#  > STAGE & RIGGING FORA >  > RIGGING FORUM - ONDERWERPEN & FOTO'S >  >  Hoe Krachten te bereken bij puntsbelasting staalkabeloverspanning

## LxAV

Hoi Allemaal, nieuw hier maar long-time-lurker. Meestal haal ik mijn antwoorden wel uit bestaande topics of literatuur maar kan in dit geval niet direct iets vinden, misschien dat ik iets over het hoofd zie maar er komt niks uit de search.

Mijn vraag:

Ik wil een kabel tussen twee vaste punten hangen (7m uit elkaar), deze aanspannen tot de kabel bijna horizontaal hangt maar nog geen zware zijwaardsetreklast geeft. Vervolgens in het midden én 1m vanuit de uiteinden een verticaal neerwaardse puntbelasting van ieder 1.2kg plaatsen.

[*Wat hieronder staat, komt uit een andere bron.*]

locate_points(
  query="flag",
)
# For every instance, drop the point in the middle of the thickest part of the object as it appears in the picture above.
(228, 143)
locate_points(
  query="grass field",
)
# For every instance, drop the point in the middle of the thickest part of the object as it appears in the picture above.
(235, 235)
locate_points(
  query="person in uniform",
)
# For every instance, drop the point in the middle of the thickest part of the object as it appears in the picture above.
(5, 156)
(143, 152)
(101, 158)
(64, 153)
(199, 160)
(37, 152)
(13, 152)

Hoe bereken ik in dit voorbeeld de neerwaardse- en zijwaardse krachten?

Ik weet wel hoe te berekenen met vaste overspanningen zoals trussen, maar met een flexibele zoals een staalkabel werkt alles natuurlijk oppeens totaal anders.

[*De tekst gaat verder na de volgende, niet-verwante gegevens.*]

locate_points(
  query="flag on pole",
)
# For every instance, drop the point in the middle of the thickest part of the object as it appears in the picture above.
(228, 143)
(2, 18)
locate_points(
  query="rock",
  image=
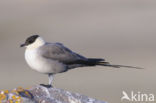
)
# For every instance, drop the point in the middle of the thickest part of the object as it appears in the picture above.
(40, 94)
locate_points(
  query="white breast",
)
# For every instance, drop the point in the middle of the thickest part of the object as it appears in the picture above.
(40, 64)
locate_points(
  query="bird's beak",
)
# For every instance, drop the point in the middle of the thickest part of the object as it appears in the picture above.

Vooralsnog ga ik er vanuit dat de totale zijwaardse kracht *maximaal* per punt (3x1.2kg)3,6kg + (eigengewicht kabel+bevestigingsmateriaal=)1kg / 2 = 2,3kg is. 
Maar dat is natuurlijk niet exact wat er gebeurt, daarom wil ik graag weten hoe ik het wel exact bereken.

Hoeveel maakt het bijvoorbeeld uit of de kabel kabel helemaal slap hangt, of aangespannen tot nog voor het moment dat 'ie onder spanning staat of onder 2kg opgespannen?

En dan ook, in het voorbeeld is het wel symetrisch, maar wat als ik bijvoorbeeld 2kg op 2m vanuit een uiteinde hang, dus asymetrisch?

Een ander praktijk voorbeeld dat een soortgelijke situatie misschien beter uitlegt is een gordijn aan een staalkabel tussen twee balkonranden.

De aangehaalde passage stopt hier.